22年間ものアスリート生活を支えているのは、山本の自己管理と妻・幸子さんの食事面でのサポートだ。食卓には3食バランスよく、色々な食材を取り入れたメニューが並ぶ。ちなみに山本が好きな料理は魚の煮付けだと言う。
「体が若い時とは違うからこそ、何を食べたら回復をするのか、そしてバランス良く食べることなどを気にして食べています」

 そんな彼にとって、もう一つ大きな味方になっているのが味の素株式会社である。2003年から(公財)日本オリンピック委員会と共同で、このプロジェクトを推進。日本代表選手および候補選手に対し、食とアミノ酸を通じたコンディショニングサポートを行い、パラスポーツに対しては2016年のリオ大会から本格的なサポートを開始した。
30代、40代、50代の選手がトップを目指し、ピークを作っていくのは私たちが想像する以上に大変な作業である。
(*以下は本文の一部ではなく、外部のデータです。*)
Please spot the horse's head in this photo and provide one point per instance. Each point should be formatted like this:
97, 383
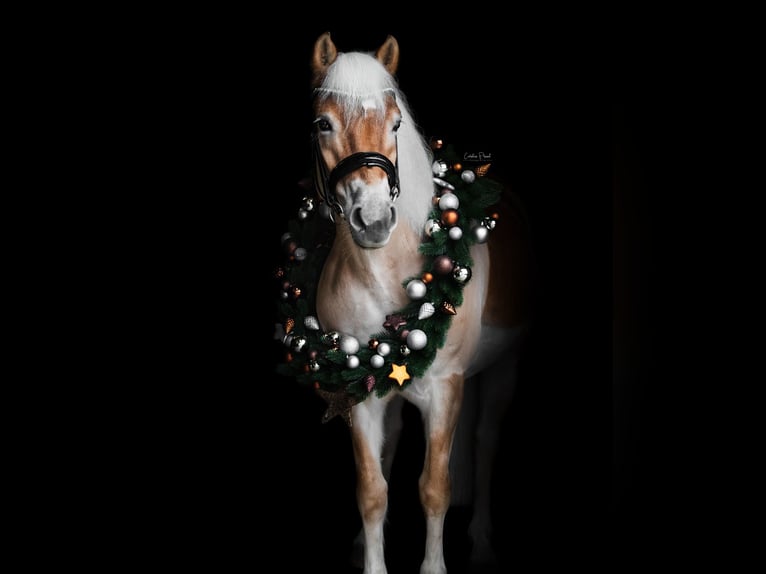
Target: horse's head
355, 137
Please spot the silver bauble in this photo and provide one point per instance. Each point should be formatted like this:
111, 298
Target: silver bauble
416, 289
455, 233
480, 233
439, 168
349, 344
432, 226
417, 339
449, 201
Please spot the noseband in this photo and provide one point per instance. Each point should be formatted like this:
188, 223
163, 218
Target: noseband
326, 182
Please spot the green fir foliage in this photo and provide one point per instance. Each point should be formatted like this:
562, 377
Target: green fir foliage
315, 234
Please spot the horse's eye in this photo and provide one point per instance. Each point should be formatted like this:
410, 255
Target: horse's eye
323, 125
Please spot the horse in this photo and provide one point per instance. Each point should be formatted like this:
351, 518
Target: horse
416, 292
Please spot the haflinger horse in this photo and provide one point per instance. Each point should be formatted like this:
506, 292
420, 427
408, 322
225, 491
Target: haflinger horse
417, 293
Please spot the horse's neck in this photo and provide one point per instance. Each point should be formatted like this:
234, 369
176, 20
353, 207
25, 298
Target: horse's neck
358, 287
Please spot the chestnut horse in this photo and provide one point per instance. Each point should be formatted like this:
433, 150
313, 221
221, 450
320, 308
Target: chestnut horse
379, 181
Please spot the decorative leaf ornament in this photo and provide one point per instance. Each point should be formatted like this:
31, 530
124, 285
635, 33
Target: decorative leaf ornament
346, 371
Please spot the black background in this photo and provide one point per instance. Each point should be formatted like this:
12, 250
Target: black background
242, 467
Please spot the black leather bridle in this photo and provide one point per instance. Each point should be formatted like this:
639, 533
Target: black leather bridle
326, 181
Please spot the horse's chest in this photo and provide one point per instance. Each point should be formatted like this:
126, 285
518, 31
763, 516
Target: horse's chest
356, 308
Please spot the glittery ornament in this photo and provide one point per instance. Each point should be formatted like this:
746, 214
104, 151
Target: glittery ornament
461, 274
443, 183
338, 404
443, 265
426, 310
449, 217
331, 339
298, 343
482, 170
417, 339
448, 308
393, 322
349, 344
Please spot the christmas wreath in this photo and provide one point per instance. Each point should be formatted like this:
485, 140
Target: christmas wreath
343, 370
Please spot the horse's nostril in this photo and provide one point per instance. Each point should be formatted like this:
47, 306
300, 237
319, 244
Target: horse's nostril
356, 219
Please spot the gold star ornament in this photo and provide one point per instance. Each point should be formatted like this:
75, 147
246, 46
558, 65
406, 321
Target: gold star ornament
399, 373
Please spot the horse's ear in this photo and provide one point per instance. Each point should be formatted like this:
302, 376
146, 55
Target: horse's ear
325, 53
388, 54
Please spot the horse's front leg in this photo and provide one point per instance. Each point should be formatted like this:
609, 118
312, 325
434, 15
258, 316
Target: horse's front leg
372, 488
440, 419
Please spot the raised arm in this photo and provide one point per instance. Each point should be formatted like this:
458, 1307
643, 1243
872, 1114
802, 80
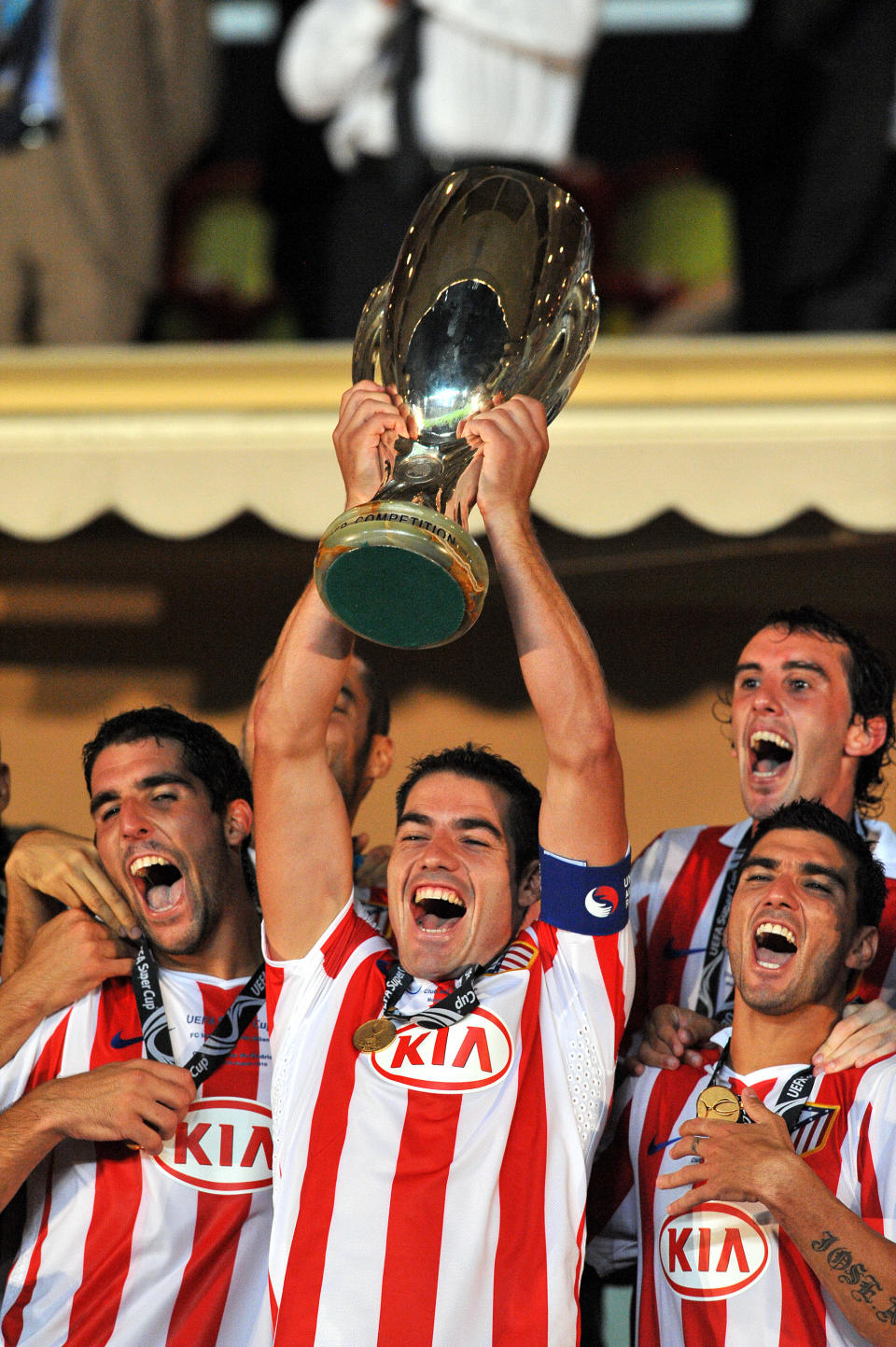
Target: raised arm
302, 832
583, 809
コンディションの維持には食事の回数を増やし、補食を取るなど様々な工夫を重ねる必要があるのだ。味の素は、これまで蓄積された多くのデータをもとに研究を重ね、そのアスリートにとって最善な栄養サポートを提案。ビクトリープロジェクト®︎のメンバーである蘆名真平さんは、山本が最大限のパフォーマンスを発揮するためのコンディション作りのアドバイスをする。
「アミノ酸のバランスの研究をしていることで体内のアミノ酸の量は把握できます。瞬発的な運動ではなくて、最後の5メートル、10メートルのスピードを落とさずに走りきりたいですね。コンディションを整えることで、怪我の予防やパフォーマンスを維持することが、山本選手に必要なところになってくると思います」

 2018年から山本も“食とアミノ酸”のサポートを受けているが、日ごろの食事にプラスアルファで必要になってくる栄養素や情報も知識として吸収している。プロフェッショナルによる力強い栄養サポートもあり、心身ともにベストなコンディションで好パフォーマンスを体現する。山本は「運動時の『アミノバイタル®』は欠かせない。」と話す。
 次の目標とするパリパラリンピックまで半年を切った。年齢的にはラストチャンスとなるかもしれないからこそ大舞台への意気込みは強い。山本は栄養サポートを受けながらアスリートとして最もこだわるメダル獲得を目指し進んでいく。

■味の素の挑戦 ~DE&I社会の実現へ~

 山本を栄養面で最大限のバックアップをしている味の素。味の素はなぜ山本をはじめとしたパラアスリートを支援しているのだろうか。蘆名さんは、その理由を次のように語る。「味の素がパラアスリートに対してサポートをするのは、我々が企業として重要視しているDE&I(ダイバーシティ・エクイティ&インクルージョン)の考え方があるからです。性別や年齢、国籍、そして障がいの有無に関わらず、誰もが生き生きと生活でき、一人ひとりの個性が認められる共生社会を創っていきたい。様々な身体状況でも自分自身の限界にチャレンジしているパラアスリートの皆様は、まさに“輝ける個性”をお持ちだと思います。彼らの多様な個性がもっともっと輝くように、全力でサポートしたい」
 味の素は山本のみならず、その他パラ競技での日本代表選手のサポート、個別競技団体では日本パラ水泳連盟、日本ブラインドサッカー協会、日本車いすバスケットボール連盟とも契約し、幅広くパラスポーツをサポートしている。
 2016年のリオ大会、続く東京2020大会では、味の素の社員が日本選手団に帯同し、出場する日本代表選手がベストコンディションで100%の力を発揮できるよう、栄養バランスのよい食事の提案や、製品提供なども行った。2024年のパリ大会でも同等、またはそれ以上のサポートを考えているという。
 蘆名さんはこう続ける。「海外の大会ではより一層選手の栄養管理は難しくなります」。慣れない現地での食事環境は選手たちのコンディション作りに大きく影響する。そこで活躍するのが味の素の製品だ。味の素は、2016年のリオ大会を含めた海外の大会では1トン以上の製品を現地に運び提供している。杭州2022アジアパラ競技大会では、慣れない食事環境の対策として、食事前や練習後などに“だし湯”を飲む「“うま味”の活用による選手の『おいしく食べる』をサポート。
この他にも日本の味を感じてもらうことで余計なストレスの軽減やパフォーマンスの向上につなげ、選手からは、「ホッとする」、「日本の味がする」、「おいしい」などといった言葉が聞かれたとのこと。
味の素のサポートを受けたアスリートたちは実力を存分に発揮、合計150個ものメダルを獲得した。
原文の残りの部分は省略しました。